The old MNG studio, March 8. (Lisa Thames)

The water caused a flood in the B building and extended to areas of the C building. While handling the water, smoke started coming out of room B124, because a small electrical fire had begun. The uninterruptible power supply (UPS), a device that provides battery backup when the electrical power fails, in the IT closet was still charged when it got wet causing it to start smoking. The fire was short-lived as recruiting coordinator Andrew Brinkman put out the fire with a fire extinguisher.

“Ninety percent of the area that was flooded was on concrete floors which [was] clean[ed] with custodian equipment pretty easily. In the carpet area we’ll dry those out but there’s one room, the drawing studio. It has some tiles that are damaged, but that should be replaced [March 10] and cleaned up. However, the piano lab is of concern, the discharge of the power extinguisher created a pretty good cloud of material throughout the room,” Owen said.

The damage to the piano lab is still to be determined. The room is not in clean conditions due to stopping the fire, but it will be professionally cleaned. Once clean, all the equipment will be connected and tested.

“The piano lab area has a backroom which is not part of the lab it’s part of a room where IT stores network equipment. Most of the damage actually happened in that room, in the network equipment room, and that equipment was gone,” Martin Camacho, dean of Fain College of Fine Arts, said. “It became unserviceable immediately during the flood luckily IT reacted very fast. My understanding is that they used spare parts and we are up in running already 24 hours after this incident happened which is great.”

A room in the art department, usually used for independent study, was affected by the flood as well. The damage was very minimal since they managed to save the artwork in the room.

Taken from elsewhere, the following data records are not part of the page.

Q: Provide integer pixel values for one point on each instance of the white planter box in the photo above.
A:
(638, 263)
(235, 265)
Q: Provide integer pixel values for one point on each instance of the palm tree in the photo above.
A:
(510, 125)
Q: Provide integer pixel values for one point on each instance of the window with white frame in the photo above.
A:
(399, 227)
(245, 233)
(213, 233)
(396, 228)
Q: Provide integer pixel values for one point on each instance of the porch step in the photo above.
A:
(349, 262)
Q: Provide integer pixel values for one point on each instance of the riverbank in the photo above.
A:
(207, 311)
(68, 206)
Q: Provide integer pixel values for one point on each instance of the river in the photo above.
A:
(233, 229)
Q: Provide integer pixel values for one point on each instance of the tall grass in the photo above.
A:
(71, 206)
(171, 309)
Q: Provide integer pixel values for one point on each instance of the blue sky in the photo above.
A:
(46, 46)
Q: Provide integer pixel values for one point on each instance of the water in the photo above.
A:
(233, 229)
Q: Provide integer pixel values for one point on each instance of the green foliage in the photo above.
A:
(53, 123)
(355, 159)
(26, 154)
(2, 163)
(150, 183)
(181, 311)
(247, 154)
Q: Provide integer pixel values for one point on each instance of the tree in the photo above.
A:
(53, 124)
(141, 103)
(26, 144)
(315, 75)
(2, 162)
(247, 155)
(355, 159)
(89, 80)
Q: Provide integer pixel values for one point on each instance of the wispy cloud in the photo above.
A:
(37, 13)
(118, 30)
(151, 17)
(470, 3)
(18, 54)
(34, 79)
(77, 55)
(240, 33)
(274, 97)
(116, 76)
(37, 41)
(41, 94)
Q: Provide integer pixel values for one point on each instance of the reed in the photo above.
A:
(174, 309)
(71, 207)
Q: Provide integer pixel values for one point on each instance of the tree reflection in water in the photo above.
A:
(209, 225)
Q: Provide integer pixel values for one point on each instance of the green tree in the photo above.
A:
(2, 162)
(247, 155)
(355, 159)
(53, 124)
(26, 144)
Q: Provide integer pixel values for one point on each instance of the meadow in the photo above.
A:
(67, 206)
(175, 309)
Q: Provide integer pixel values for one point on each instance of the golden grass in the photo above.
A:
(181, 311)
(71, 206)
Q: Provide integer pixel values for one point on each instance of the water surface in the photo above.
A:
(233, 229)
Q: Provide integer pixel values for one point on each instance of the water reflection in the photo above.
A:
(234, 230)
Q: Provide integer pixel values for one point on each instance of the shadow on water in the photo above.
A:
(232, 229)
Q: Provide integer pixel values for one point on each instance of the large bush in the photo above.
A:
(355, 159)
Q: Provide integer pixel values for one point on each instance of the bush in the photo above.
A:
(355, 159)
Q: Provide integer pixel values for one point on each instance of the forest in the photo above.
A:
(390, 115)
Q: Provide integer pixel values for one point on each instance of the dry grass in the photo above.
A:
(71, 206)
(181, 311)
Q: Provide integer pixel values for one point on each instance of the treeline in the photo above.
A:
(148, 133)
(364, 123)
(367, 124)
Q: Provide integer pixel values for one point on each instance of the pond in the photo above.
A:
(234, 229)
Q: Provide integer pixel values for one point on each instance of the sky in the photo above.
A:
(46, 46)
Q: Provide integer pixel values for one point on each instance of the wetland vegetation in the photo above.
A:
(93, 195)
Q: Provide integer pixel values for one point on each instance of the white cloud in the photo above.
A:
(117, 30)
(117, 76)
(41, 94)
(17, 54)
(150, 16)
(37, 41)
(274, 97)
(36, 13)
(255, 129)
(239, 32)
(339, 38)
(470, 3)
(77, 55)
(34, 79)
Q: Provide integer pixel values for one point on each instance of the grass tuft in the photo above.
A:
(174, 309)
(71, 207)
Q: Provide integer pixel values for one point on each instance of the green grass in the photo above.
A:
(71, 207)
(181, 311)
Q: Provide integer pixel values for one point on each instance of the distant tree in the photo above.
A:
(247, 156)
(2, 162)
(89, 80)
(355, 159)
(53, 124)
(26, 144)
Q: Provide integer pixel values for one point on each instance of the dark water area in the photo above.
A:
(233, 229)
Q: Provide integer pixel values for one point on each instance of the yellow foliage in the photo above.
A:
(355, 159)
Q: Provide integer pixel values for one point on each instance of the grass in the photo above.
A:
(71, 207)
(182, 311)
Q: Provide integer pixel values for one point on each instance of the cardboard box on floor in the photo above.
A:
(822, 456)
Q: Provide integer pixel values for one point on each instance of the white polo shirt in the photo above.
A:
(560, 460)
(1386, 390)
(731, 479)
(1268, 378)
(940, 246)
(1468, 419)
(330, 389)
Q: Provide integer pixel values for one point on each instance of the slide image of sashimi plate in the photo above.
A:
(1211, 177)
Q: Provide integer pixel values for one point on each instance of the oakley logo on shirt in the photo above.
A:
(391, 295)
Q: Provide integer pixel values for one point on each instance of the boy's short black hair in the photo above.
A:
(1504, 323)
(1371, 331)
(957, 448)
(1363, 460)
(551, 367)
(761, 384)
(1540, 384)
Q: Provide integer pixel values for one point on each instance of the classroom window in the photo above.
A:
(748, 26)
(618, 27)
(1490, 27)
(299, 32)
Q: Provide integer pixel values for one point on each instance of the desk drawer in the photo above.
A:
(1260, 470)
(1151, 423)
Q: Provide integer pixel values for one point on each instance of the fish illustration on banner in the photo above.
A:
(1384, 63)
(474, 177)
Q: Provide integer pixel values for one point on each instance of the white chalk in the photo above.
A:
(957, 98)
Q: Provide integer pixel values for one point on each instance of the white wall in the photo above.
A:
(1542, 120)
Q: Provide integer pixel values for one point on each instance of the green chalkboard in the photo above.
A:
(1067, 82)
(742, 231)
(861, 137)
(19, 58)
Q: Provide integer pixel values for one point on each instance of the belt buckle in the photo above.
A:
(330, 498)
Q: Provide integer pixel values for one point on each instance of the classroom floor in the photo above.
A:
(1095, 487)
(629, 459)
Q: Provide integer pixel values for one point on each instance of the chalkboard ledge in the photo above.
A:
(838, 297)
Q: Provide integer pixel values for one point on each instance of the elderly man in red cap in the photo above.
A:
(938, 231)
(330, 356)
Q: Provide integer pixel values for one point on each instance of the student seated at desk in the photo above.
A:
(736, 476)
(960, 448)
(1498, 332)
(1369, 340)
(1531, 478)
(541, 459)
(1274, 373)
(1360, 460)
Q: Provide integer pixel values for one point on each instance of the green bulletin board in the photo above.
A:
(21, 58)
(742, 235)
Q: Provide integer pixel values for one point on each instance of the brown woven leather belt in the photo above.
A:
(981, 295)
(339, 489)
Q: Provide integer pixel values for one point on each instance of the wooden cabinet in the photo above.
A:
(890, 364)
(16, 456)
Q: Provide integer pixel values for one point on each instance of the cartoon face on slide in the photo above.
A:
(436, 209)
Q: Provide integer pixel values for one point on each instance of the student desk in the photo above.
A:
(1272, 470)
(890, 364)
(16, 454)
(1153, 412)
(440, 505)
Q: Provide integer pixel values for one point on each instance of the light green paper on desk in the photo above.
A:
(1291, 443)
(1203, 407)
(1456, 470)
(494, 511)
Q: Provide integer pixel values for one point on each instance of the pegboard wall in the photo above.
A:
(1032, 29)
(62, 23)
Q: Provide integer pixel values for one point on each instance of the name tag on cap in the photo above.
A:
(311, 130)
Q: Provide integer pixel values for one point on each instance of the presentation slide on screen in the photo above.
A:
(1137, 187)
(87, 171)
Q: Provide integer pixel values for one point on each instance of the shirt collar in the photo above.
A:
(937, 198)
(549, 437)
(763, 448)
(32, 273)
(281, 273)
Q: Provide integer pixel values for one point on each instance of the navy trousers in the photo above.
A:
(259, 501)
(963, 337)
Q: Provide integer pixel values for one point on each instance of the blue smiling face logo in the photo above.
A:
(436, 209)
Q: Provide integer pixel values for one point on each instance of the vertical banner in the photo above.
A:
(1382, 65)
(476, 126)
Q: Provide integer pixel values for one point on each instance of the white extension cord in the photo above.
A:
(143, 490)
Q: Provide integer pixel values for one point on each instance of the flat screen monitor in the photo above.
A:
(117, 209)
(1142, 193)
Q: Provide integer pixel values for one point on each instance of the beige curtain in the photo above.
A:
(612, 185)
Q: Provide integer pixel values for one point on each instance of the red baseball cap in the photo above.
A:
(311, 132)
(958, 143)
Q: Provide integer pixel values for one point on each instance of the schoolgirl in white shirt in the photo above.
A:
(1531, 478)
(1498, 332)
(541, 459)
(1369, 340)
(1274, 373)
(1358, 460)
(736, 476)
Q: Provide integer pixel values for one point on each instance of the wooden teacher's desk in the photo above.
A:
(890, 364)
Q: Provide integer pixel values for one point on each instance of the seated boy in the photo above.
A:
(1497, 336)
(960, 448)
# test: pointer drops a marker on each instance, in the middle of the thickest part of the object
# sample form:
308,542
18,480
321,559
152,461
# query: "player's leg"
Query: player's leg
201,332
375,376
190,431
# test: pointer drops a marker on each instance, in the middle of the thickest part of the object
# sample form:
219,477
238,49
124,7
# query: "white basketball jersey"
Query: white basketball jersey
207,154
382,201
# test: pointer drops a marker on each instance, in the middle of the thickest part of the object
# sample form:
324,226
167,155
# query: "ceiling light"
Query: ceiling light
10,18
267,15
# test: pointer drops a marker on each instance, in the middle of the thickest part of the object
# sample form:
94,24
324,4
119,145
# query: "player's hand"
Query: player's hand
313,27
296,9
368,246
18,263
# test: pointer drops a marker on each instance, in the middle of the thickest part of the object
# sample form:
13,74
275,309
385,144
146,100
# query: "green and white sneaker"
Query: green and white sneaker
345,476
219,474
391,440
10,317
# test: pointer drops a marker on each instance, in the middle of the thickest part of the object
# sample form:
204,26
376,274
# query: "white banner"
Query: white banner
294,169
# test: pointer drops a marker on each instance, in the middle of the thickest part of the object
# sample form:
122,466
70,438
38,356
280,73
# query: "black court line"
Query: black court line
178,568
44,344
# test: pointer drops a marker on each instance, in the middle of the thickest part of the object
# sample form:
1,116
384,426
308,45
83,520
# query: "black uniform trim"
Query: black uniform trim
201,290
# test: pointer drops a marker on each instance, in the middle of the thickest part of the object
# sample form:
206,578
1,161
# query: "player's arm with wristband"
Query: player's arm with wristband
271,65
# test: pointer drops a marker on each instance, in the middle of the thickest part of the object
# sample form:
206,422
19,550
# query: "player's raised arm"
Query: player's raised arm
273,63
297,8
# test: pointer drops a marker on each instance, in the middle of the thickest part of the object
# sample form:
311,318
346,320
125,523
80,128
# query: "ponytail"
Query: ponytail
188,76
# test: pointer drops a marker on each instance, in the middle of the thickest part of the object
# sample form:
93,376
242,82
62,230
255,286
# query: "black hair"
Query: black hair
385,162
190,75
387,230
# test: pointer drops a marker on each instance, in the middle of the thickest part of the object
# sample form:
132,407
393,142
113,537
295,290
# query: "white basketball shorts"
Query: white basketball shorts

No art classes were canceled that day.

“We were really fortunate that we did not sustain a lot of major damage luckily it was in a studio space that we didn’t have a lot of electronics or high tech equipment so that was really fortunate,” Leah Gose, chair of Juanita and Ralph Harvey School of Visual Arts, said. “There are a few things that we might need to take a look at like some lockers that were on the floor just to see if that was damaged but most of the damage that we sustained was ceiling tiles you know just from getting wet and waterlogged and some insulation that could not be repaired so we were really fortunate.”

All hands on deck in the piano lab, March 8. (Lisa Thames)

The incident was early in the morning and some faculty had yet to arrive on campus. Nonetheless, the response was immediate and the situation was quickly controlled.

“I’d probably say that I was alerted by this very early in the morning, and I communicated to facilities the situation immediately. I was still off-campus cause I was alerted by this before work time. By the time that I got here a few minutes late, the response was unbelievable. Facilities were here responding immediately, IT was already here responding immediately,” Camacho said.

Police and firefighters had also arrived at the scene. Camacho said he was impressed by the response time the incident received as it was quick. 

“My overall impression is that number one we were very lucky because the potential damage could have been very large and the actual damage appears as of today very minimal. That’s number one and number two as I just mentioned, [I am] really, extremely happy with the way in which all units, all relevant units, responded to the incident and that really made a difference,” Camacho said.